Em primeira análise, segundo o médico oncologista Antônio Drauzio Varella, no Brasil de hoje, fumamos menos do que em todos os países da Europa. Alemanha, Inglaterra, Áustria, Noruega, Dinamarca, Itália e outros países com níveis de escolaridade, renda per capita e organização social bem superiores aos nossos, fumam mais do que nós. Embora, o número de fumantes tenha diminuído consideravelmente, o de mortes e pessoas com doenças desenvolvidas pelo uso ainda é muito alto. Tal contexto aplicasse na música, O cigarro e o fumante, composta pelo Cantor Toinho de Aripibu, letra na qual ele relata de forma direta algumas doenças causadas pelo tabaco. Sendo identificada em alguns versos, como: “Eu já causei muito edema pulular! Tuberculose, trombose, tosse, gastrite, sinusite, bronquite quem quiser, tenho pra dar!”

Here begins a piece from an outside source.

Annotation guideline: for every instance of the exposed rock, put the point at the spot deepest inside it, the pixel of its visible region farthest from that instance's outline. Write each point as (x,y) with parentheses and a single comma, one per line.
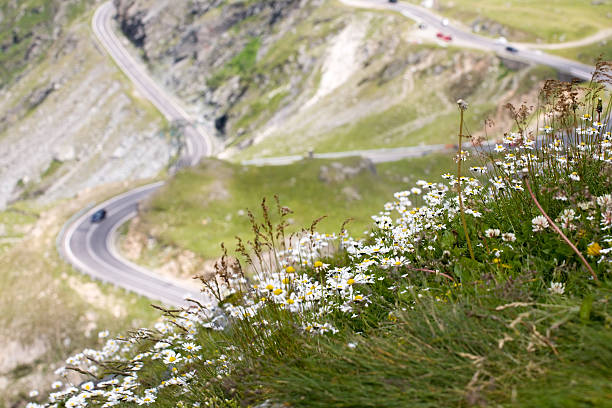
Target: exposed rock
(65,153)
(39,95)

Na atualidade, as propagandas sobre o tabaco têm sido criadas de forma mais consciente, com a intenção de alertar o cidadão sobre os riscos que a utilização causará em sua saúde. Frente a isso, é visível a mudança no estilo das propagandas da década de 60 e dos dias atuais. Quando se analisa a propaganda do cigarro da marca Charm, a qual diz que em momentos expecíficos o importante é ter charme, fazendo uma relação ao cigarro apresentado. No entanto, atualmente, possui imagens e informações representando o mal que o cigarro faz na saúde do fumante, como exemplo a embalagem da marca Warning. Por isso, é de suma importância que a equipe de marketing e venda de produtos, continuem compartilhando os malefícios do cigarro a saúde humana.
Pela observação dos fatos mencionados, conclui-se que o tabaco não é saudável para o cidadão. É função do Ministério da Saúde, continuar fiscalizando a proibição da publicidade, as figuras horríveis impressas nos maços e em suas embalagens, o combate ao fumo passivo em ambientes públicos, entre outros fatores, por meio de reuniões com os diretores de marketing das indústrias, a fim de que consigam informar o fumante dos riscos da sua compra. A partir dessas medidas, será possível diminuir o número de tabagistas no Brasil.